Untuk itu, Muhadjir bersama sejumlah kementerian menggagas program pranikah. Ia tak ingin keluarga miskin terus bertambah.
“Kita selamatkan sebelum mereka menikah agar jangan menambah yang miskin. Keluarga miskin sudah sangat banyak jangan ditambahi miskin baru,” jelas Muhadjir.
Apa alasan Muhadjir mengusulkan fatwa itu?
Muhadjir mengatakan, usulan yang keluar dari mulutnya hanyalah sebuah saran. Usulan tersebut dinilai sebagai gerakan moral untuk memutus rantai kemiskinan.
“Itu kan intermezzo. Fatwa kan bahasa Arabnya anjuran. Anjuran, saran. Silakan saja. Saya minta ada semacam gerakan moral bagaimana agar memutus mata rantai kemiskinan itu, antara lain supaya si kaya tidak memilih-milih, mencari jodoh atau menantu yang sesama kaya.

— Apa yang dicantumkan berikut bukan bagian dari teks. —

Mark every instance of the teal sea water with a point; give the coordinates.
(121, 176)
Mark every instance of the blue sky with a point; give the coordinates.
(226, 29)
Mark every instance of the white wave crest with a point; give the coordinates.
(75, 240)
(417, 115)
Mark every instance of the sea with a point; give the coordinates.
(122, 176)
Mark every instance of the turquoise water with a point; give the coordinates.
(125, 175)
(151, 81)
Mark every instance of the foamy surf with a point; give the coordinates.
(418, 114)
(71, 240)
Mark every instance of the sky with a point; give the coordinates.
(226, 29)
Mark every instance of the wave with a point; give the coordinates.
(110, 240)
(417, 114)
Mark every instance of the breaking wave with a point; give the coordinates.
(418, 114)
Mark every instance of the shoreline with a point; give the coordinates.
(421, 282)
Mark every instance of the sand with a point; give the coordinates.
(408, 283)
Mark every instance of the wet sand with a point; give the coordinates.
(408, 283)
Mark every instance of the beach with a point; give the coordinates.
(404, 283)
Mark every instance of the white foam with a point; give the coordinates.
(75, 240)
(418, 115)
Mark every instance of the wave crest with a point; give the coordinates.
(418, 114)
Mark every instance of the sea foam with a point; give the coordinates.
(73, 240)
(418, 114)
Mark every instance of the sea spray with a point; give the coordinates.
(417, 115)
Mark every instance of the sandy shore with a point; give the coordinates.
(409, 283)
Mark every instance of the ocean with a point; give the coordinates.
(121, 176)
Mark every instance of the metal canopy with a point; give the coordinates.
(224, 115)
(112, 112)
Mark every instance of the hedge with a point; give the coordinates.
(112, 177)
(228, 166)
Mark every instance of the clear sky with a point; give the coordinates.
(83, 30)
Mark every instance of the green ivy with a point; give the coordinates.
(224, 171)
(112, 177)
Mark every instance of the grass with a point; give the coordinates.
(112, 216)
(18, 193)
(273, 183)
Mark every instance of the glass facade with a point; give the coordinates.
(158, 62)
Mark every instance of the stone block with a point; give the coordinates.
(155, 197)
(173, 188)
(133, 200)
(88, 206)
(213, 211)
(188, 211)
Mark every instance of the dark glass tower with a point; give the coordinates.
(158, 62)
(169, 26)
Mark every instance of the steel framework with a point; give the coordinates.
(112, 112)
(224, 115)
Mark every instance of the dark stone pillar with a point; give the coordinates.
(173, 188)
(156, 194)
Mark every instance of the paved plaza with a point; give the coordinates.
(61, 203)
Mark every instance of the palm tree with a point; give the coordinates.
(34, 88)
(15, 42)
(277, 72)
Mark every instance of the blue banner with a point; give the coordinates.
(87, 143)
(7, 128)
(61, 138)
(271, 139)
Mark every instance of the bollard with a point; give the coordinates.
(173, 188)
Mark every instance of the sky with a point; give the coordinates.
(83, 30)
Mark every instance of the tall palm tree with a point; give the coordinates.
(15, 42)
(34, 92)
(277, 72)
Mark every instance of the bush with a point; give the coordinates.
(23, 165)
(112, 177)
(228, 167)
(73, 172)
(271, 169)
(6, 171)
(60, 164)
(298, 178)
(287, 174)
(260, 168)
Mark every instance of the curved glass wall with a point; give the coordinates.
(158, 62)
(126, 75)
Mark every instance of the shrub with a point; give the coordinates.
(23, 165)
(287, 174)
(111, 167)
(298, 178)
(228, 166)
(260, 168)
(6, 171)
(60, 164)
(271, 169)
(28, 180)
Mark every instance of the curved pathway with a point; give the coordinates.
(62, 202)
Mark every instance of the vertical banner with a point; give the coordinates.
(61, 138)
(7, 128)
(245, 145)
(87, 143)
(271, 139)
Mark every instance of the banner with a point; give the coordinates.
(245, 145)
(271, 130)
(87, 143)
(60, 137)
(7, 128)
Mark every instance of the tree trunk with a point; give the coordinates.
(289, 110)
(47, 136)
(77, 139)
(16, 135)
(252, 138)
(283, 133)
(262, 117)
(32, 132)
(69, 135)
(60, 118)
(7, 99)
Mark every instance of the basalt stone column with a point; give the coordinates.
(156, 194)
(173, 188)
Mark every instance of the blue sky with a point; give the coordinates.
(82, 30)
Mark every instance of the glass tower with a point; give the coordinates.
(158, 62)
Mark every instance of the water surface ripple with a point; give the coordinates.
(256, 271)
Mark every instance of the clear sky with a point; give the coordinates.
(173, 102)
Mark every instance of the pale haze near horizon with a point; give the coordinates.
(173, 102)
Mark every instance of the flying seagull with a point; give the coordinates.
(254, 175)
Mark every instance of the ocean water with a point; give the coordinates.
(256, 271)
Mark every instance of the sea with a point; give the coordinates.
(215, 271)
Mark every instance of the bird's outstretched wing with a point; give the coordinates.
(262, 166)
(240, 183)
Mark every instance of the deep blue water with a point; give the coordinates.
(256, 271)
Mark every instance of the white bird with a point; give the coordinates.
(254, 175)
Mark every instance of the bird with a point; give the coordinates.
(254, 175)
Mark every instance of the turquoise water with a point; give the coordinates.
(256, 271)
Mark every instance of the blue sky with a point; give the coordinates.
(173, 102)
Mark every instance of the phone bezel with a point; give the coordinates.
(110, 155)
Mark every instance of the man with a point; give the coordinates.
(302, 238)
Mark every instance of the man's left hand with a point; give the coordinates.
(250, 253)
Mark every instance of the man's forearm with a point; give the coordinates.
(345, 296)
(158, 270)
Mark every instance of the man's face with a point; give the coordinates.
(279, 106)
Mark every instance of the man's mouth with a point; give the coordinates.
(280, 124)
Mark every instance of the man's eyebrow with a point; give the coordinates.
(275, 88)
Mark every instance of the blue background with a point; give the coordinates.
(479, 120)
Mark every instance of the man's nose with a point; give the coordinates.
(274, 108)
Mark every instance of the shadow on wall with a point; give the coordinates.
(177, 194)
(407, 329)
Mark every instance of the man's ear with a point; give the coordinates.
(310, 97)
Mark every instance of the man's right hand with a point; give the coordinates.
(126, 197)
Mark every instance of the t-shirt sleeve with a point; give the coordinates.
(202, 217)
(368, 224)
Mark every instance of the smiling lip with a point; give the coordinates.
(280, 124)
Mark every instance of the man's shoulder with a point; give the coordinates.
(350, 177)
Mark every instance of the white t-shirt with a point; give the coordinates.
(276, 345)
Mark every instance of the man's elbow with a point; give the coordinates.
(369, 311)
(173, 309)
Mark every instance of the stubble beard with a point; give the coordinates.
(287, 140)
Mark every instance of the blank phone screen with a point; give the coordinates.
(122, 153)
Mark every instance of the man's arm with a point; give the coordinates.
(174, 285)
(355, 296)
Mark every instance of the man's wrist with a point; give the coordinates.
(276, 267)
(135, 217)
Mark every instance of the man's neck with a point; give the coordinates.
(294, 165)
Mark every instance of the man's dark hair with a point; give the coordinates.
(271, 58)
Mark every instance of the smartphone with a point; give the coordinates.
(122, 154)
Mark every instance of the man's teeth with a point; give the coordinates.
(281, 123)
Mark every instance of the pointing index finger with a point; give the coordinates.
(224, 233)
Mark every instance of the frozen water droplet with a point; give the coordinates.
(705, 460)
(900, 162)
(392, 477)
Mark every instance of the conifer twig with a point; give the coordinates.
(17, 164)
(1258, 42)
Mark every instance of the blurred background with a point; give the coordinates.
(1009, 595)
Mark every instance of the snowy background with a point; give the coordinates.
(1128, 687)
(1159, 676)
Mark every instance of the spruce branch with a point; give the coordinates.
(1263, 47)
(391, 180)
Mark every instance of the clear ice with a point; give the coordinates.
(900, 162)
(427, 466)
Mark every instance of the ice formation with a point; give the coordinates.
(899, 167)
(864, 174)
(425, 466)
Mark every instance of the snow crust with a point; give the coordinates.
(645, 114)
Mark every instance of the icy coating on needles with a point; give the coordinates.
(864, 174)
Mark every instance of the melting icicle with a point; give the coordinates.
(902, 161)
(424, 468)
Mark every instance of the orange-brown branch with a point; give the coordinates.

Jadi gerakan moral saja,” kata Muhadjir di Kompleks Istana Kepresidenan, Jakarta Pusat, Kamis (20/2/2020).
Menurutnya, selama ini ada fenomena kecenderungan seseorang untuk menikah dengan yang memiliki kondisi ekonomi setara. Maksudnya si kaya menikah dengan si kaya, atau si miskin dengan si miskin. Fenomena itulah yang menurutnya lahir keluarga miskin baru.
“Salah satu yang saya amati walaupun belum penelitian mendalam, perilaku ini adalah dipengaruhi perilaku masyarakat di mana orang mencari kesetaraan. Yang kaya mencari sesama kaya, yang miskin juga cari sesama miskin. Karena sesama miskin, lahirlah keluarga baru yang miskin,” ujarnya.
Namun usulan tersebut masih sebatas intermezzo. Muhadjir menegaskan usulan dalam fatwa tidak bersifat wajib.
“Nggak. Mana ada anjuran mengikat? Jangan seolah dipelesetkan jadi wajib,” ujar Muhadjir.
Fatwa terkait Pernikahan Lintas Ekonomi
Ekonom Institute for Development of Economics and Finance (Indef) Bhima Yudhistira menyatakan usulan tersebut sudah keluar dari tugas pemerintah. Menurutnya, pemerintah tak ada hak untuk mencampuri pasangan orang lain.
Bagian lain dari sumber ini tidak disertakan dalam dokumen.